1. How much space does it take?

12 Gb, including OS, data and all relevant software. Unfortunately we a used 32 Gb SD card so this is size if you would like to use our cloned disk image.

EDIT: Compressed image takes 4.13 Gb.

2. What OS is it running?

Raspbian, free operating system based on Debian.

3. Is it slow?

We haven't make any benchmarks yet. Obviously it's slower than our online web services - but then it's a lot cheaper. On the other hand, performing some sample requests we can say that performance is certainly acceptable; and there is a lot room for improvements - raspberry pis can be easily overclocked from 700 MHz to 1GHz and according to some benchmarks this can give rise to doubling of application speed in some cases. The SD card we used is not the fastest one as well. Finally, all caching is disabled because we wanted to save disk space but using database caching from Django caching framework should give further major improvements - so maybe use the 32 Gb image after all.

Types of request that chempi can be slower on are:

 - Image generation, but if we replace image with JSON from which image can be generated using HTML5 canvas on the client side (the way we generated images in our game) it can be much faster.
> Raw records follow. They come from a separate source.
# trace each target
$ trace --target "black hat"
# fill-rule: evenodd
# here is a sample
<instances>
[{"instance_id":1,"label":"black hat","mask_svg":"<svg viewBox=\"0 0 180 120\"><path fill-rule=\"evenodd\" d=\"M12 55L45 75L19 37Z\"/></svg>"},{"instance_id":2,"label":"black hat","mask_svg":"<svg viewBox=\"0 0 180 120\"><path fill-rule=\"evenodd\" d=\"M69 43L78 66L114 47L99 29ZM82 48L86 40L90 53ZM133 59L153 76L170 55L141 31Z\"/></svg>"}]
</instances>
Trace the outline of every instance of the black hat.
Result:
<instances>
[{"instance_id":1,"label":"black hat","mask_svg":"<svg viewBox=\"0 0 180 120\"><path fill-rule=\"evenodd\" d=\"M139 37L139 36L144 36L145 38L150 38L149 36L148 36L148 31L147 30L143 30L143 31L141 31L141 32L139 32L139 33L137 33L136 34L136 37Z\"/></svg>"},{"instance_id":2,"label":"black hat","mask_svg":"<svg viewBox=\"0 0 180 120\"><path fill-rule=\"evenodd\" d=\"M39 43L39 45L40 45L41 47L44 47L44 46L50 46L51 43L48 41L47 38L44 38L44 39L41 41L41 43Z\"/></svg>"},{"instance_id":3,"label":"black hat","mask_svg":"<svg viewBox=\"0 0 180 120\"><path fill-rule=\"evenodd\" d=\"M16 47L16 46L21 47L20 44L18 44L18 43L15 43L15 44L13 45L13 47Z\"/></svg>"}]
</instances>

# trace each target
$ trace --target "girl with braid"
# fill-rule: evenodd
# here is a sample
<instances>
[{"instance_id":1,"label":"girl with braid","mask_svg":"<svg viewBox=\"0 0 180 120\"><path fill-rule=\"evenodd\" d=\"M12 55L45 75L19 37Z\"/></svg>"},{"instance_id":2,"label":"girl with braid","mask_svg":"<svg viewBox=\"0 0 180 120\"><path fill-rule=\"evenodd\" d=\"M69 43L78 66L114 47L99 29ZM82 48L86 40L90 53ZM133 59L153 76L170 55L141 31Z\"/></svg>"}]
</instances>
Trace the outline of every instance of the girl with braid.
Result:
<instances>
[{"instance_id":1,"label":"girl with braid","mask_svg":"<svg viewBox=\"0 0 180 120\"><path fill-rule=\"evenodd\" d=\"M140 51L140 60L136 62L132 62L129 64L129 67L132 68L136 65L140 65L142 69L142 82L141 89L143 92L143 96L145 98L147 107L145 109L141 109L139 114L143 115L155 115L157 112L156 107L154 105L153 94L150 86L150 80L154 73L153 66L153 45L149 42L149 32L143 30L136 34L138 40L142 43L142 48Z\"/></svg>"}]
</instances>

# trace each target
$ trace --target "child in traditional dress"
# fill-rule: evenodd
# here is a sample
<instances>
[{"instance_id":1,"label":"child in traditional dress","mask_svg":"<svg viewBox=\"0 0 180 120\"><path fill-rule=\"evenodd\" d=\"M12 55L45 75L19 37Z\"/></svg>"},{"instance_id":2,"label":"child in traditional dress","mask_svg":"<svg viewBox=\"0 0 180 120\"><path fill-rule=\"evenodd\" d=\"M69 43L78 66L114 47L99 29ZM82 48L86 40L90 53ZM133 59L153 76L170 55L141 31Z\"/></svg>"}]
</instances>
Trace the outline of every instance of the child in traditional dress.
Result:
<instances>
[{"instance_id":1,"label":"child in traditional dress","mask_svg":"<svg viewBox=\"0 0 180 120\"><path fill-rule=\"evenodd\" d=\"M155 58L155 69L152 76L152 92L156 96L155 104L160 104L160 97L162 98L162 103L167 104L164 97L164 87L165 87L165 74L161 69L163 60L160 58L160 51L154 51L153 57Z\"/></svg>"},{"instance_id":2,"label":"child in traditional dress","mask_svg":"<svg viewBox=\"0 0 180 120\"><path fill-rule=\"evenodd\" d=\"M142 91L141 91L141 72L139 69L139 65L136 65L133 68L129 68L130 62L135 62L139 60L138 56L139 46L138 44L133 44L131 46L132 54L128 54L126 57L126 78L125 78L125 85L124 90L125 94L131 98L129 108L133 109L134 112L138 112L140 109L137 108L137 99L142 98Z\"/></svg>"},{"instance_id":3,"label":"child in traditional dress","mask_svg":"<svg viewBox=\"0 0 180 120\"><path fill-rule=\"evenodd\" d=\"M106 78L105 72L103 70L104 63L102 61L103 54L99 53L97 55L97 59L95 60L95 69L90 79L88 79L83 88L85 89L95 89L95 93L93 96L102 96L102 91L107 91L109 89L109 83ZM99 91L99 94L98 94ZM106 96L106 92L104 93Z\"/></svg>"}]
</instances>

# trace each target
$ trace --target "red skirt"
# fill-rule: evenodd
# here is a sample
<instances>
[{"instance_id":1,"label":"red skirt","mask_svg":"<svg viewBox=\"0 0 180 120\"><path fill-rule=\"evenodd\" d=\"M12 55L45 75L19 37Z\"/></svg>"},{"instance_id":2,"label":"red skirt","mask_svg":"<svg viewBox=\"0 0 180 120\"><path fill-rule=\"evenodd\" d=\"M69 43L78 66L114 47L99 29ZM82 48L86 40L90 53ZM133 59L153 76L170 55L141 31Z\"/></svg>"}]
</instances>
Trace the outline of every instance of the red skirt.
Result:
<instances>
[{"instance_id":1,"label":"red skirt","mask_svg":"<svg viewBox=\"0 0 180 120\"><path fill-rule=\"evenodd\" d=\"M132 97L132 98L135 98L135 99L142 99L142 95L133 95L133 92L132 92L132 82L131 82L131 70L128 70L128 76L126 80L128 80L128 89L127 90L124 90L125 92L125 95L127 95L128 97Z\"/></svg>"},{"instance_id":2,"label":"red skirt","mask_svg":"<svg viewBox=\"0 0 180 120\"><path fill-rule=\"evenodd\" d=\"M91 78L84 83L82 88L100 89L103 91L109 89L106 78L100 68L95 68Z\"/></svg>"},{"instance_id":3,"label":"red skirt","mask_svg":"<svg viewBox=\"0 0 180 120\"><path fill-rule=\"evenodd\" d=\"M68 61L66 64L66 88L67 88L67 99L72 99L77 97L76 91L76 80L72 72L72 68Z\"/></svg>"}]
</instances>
More about this topic in future blog post.
- Queries using aggregate functions such as COUNT (it seems that we need to optimise our postgres db by adding some more indexes).
- Substructure and similarity search - again, caching, over-clocking and some database and cartridge (choosing faster fingerprints) optimization should solve all the problems. "Premature optimization is a root of all evil", so we first wanted to have a proof of concept that just works, not necessarily works super fast.

4. Can I make my own chempi?

Yes, we are planning to share our SD card image, we will probably use BitTorrent protocol to do this due to image size, and some issues we have faced with distribution of the myChEMBL. We do remember that not everyone has mega-fast broadband!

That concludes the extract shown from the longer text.